13 thoughts on “Porridge, cabbage and dirt: understanding Estonian humour through food and film”

  1. I have an Estonian cook book back home (in Est). It’s full of disgustingness and you can tell, that Estonians have been very poor. But yes, there are true Estonian dishes. Meat dishes are made of the worst parts of an animal (brains, tails, ears, feet).

    1. Mmmm.. no, it’s called resourcefulness. Those pig parts aren’t the worst parts, there are loads of good nutrients in those parts as well, besides if you know what you are doing, you can make these things taste yummy (like they would have). And unlike many people these days, Estonians didn’t like to WASTE FOOD. That is just a crime… and it should be like that everywhere.

      1. You missed my point. If you know the history of Estonians, you know that they were slaves. What I meant by Estonians eating “the worst parts” was what Canadians would consider the worst parts. I love that food. That wasn’t even the case. But the history behind Estonian food is not about resourcefulness, it’s about what they were given by their landlords and you can guess who ate the “good parts” (again, considered by Canadians and the rest of the western world). I worked in a manor in Lahemaa and there was a lecture about what the Landlords ate and what the simple people had to eat. Now what your grandmother made you was german and russian food. But since they are such a huge part of our history you can consider that Estonian food. I love that food. It will always be my childhood comfort food. Thought you were wondering what Estonian food was and the food that you ate, so I answered that. Most of the food in that cook book sounds super disgusting and you should read it! It’s sort of funny! Not too many people make that food these days for a reason!
        – from a great-great-great…great grandchild of real Estonian slaves from Võrumaa 🙂

        1. I would like to argue the word – slave! Estonians were never slaves, they were in bondservice (or they were under the yoke of serfdom).
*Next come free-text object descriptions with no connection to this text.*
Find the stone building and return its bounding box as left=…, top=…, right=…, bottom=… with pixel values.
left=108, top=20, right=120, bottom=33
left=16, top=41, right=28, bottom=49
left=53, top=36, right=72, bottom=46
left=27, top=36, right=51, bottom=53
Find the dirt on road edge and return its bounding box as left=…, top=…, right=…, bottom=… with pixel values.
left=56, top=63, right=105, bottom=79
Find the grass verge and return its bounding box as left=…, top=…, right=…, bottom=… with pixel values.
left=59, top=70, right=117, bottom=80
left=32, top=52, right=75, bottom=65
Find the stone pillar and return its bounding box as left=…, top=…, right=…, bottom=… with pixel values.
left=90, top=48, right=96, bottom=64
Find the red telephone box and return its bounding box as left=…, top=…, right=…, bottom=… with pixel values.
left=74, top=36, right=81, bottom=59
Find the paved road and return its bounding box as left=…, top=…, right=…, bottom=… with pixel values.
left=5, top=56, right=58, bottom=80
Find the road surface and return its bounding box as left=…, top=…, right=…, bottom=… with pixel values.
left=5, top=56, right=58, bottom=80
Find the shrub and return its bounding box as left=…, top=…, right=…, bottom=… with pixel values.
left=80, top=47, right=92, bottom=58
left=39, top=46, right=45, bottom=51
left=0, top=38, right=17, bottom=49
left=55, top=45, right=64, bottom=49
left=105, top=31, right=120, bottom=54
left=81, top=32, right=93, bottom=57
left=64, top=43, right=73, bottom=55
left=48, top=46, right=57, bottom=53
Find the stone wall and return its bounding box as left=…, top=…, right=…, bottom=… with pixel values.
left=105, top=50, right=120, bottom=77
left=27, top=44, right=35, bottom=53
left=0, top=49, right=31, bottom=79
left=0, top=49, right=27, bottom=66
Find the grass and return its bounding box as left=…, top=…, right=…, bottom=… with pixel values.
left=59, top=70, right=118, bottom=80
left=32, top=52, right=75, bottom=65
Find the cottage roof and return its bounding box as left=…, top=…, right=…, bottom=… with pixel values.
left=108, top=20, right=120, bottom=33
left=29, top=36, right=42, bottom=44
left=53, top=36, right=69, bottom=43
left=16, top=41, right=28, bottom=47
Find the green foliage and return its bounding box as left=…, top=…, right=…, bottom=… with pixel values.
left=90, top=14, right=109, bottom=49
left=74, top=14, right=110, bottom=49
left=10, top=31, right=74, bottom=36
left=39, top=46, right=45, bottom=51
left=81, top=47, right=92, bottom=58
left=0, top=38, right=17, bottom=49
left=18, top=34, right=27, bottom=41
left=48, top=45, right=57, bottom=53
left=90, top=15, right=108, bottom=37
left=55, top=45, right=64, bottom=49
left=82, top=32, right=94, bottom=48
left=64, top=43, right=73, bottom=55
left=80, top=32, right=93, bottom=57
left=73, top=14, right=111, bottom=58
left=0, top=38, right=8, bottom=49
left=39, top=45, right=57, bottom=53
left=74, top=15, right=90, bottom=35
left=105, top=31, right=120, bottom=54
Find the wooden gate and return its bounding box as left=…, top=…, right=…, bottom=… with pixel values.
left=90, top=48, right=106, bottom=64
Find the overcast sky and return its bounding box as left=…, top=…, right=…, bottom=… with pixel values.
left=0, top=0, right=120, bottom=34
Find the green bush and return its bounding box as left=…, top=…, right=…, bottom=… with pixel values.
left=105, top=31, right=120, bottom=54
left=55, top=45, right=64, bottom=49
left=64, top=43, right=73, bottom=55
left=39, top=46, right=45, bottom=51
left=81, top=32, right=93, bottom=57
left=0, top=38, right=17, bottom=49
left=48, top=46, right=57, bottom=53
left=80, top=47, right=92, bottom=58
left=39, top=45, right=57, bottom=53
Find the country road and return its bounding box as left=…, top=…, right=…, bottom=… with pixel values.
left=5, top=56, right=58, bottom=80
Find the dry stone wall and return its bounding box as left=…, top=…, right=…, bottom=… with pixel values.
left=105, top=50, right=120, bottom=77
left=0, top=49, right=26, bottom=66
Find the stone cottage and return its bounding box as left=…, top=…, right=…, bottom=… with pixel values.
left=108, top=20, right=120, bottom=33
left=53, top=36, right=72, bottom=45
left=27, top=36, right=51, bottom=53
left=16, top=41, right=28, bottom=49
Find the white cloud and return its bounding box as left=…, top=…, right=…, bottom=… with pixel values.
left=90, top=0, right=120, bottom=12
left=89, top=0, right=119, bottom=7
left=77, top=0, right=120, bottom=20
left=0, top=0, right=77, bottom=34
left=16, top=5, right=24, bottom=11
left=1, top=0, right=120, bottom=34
What is different from slavery is that they could marry according to their will, own personal assets (property).

          Serfdom was common in France,Germany,UK in 12-13 c. and most of the peasants were under the yoke. In eastern Germany serfdom was especially strong in 16 – 18 centuries, in France 7% of people were still in serfdom in 1789. Therefore it is not so strange that in Estonia, where the landlords were mostly German, the same system worked and we could say that our kitchen is german type and the ways were similar to the ones in Germany.
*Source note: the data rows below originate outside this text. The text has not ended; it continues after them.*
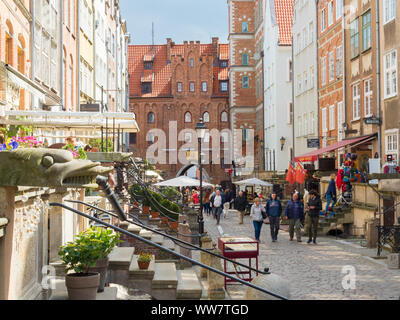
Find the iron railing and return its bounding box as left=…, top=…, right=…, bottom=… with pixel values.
left=377, top=226, right=400, bottom=256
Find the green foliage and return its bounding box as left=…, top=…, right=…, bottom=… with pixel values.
left=137, top=252, right=153, bottom=263
left=160, top=187, right=180, bottom=199
left=58, top=227, right=121, bottom=274
left=89, top=138, right=114, bottom=152
left=0, top=123, right=33, bottom=143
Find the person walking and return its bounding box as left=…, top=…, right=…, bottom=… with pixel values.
left=234, top=191, right=248, bottom=225
left=325, top=173, right=337, bottom=218
left=285, top=193, right=305, bottom=242
left=223, top=189, right=231, bottom=218
left=211, top=190, right=224, bottom=225
left=203, top=189, right=211, bottom=216
left=307, top=191, right=322, bottom=244
left=251, top=198, right=266, bottom=242
left=266, top=192, right=282, bottom=242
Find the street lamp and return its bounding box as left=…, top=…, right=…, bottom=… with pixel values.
left=280, top=137, right=286, bottom=151
left=196, top=118, right=207, bottom=236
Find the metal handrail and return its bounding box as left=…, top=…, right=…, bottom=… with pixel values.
left=50, top=202, right=289, bottom=300
left=66, top=199, right=271, bottom=276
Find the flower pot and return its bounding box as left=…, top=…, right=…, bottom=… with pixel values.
left=87, top=257, right=109, bottom=292
left=137, top=260, right=150, bottom=270
left=160, top=217, right=168, bottom=225
left=151, top=212, right=160, bottom=219
left=169, top=221, right=179, bottom=230
left=142, top=206, right=150, bottom=214
left=65, top=273, right=100, bottom=300
left=132, top=201, right=140, bottom=207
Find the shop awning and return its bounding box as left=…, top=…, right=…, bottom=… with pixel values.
left=294, top=134, right=376, bottom=163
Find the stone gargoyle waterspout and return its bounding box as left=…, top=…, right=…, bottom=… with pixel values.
left=0, top=148, right=112, bottom=188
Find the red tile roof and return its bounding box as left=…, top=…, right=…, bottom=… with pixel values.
left=141, top=70, right=154, bottom=82
left=219, top=44, right=229, bottom=60
left=128, top=45, right=171, bottom=97
left=218, top=68, right=229, bottom=81
left=274, top=0, right=293, bottom=46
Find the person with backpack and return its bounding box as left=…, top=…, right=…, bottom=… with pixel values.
left=307, top=190, right=322, bottom=244
left=265, top=192, right=283, bottom=242
left=285, top=193, right=305, bottom=242
left=210, top=190, right=224, bottom=225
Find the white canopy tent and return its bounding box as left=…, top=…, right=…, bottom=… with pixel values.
left=145, top=170, right=164, bottom=181
left=154, top=176, right=213, bottom=188
left=234, top=178, right=273, bottom=187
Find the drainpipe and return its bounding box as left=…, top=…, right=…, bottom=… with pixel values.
left=60, top=0, right=64, bottom=110
left=77, top=0, right=81, bottom=112
left=341, top=0, right=346, bottom=164
left=376, top=0, right=382, bottom=166
left=31, top=0, right=36, bottom=108
left=316, top=0, right=320, bottom=169
left=291, top=32, right=295, bottom=163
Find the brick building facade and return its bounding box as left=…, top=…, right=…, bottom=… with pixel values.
left=128, top=39, right=231, bottom=185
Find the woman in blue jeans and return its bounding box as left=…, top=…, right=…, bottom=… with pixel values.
left=251, top=198, right=266, bottom=242
left=325, top=173, right=337, bottom=218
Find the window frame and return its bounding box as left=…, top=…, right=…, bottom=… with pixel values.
left=384, top=50, right=398, bottom=99
left=364, top=78, right=373, bottom=117
left=350, top=18, right=360, bottom=59
left=362, top=10, right=372, bottom=52
left=352, top=83, right=361, bottom=120
left=242, top=76, right=249, bottom=88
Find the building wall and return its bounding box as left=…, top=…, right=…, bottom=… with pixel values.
left=379, top=0, right=400, bottom=165
left=0, top=0, right=32, bottom=110
left=293, top=0, right=319, bottom=159
left=318, top=0, right=344, bottom=156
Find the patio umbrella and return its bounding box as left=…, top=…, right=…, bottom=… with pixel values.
left=233, top=178, right=273, bottom=187
left=145, top=170, right=164, bottom=181
left=154, top=176, right=213, bottom=188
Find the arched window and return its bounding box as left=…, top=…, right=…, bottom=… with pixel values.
left=203, top=112, right=210, bottom=123
left=5, top=21, right=14, bottom=66
left=185, top=112, right=192, bottom=123
left=17, top=35, right=26, bottom=74
left=221, top=111, right=228, bottom=122
left=148, top=112, right=155, bottom=123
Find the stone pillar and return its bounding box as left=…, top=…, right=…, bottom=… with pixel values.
left=387, top=254, right=400, bottom=269
left=207, top=248, right=225, bottom=300
left=178, top=222, right=192, bottom=268
left=366, top=218, right=379, bottom=249
left=0, top=187, right=16, bottom=300
left=200, top=235, right=213, bottom=279
left=184, top=207, right=200, bottom=246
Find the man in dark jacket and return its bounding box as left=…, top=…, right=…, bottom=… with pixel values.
left=234, top=191, right=248, bottom=224
left=285, top=193, right=305, bottom=242
left=325, top=173, right=337, bottom=218
left=266, top=192, right=283, bottom=242
left=307, top=191, right=322, bottom=244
          I must mention that there is something very special in EStonia: black rye bread, estonians even called all other food ‘bread companions’

          More http://www.maaturism.ee/index.php?id=kook_engreading about Estonian kitchen:

          Jätk

          1. Well, during the end of the 18th century my great-great-great-…-great-grandfather was bought from a near-by manor for a pair of hunting hounds to be a servant and an husband for my great-…-great-grandmother, who was also a servant.
            Because she was carrying the manor lords child, he gave a plot for them in a small valley in Ridala parish in Estonia and there a branch of my ancestors lived until the second world war.

            So, if you can sell and buy a person for a pair of hounds, then it is slavery. That kind of “shopping” for serfs happened quite a lot (although at much larger scale elsewhere in Russia) and an ordinary estonian had very little rights compared to freemen and germans. Also marriage and property could still be controlled by the landlord – de facto rights of the strong and powerful and privileged.

            Of course one cannot equalise this with the kind of slavery that black slaves had to suffer in Americas or white slaves in Northern Africa, at that time, but this comparison remains a question of differences in degrees of oppression, cruelty, viciousness, poverty, racism, exploitation, etc.

    2. On Soviet time we hadn´t any meet in the shop! We were glad if we got these “worst” parts to make some food with. All meet went to Moscow and St. Peterburg. One writer told, that in the shop was left just the pigs scream…..nothing else! So we can say that estonians thru all these some hundred year learned to make tasty food “from noting”. 🙂

  2. I agree with those people saying that no real Estonian national food exists, as all those things you mention in your blogpost, we took over from some other national cuisine and at times, slightly modified it. You can find all those things in neighbouring countries or even in Germany and very often, even the names of those dishes are just Estonized versions of their own words. Of course, since Estonians eat all those things for a very long time already, it is still Estonian national food but not in the sense that it would be unique or ‘invented’ by us. Since I am an Estonian living abraod, a lot of people ask about my country and national food and you cannot imagine the looks when I say that we borrowed all our cuisine from somewhere else. A good excuse to refuse to cook Estonian food for them, though :)) After research on the internet on different dishes and ingredients, the only truely very Estonian thing I found was KAMA, though not a meal on its own, its still something very special and as far as I know, only eaten in Finland besides Estonia.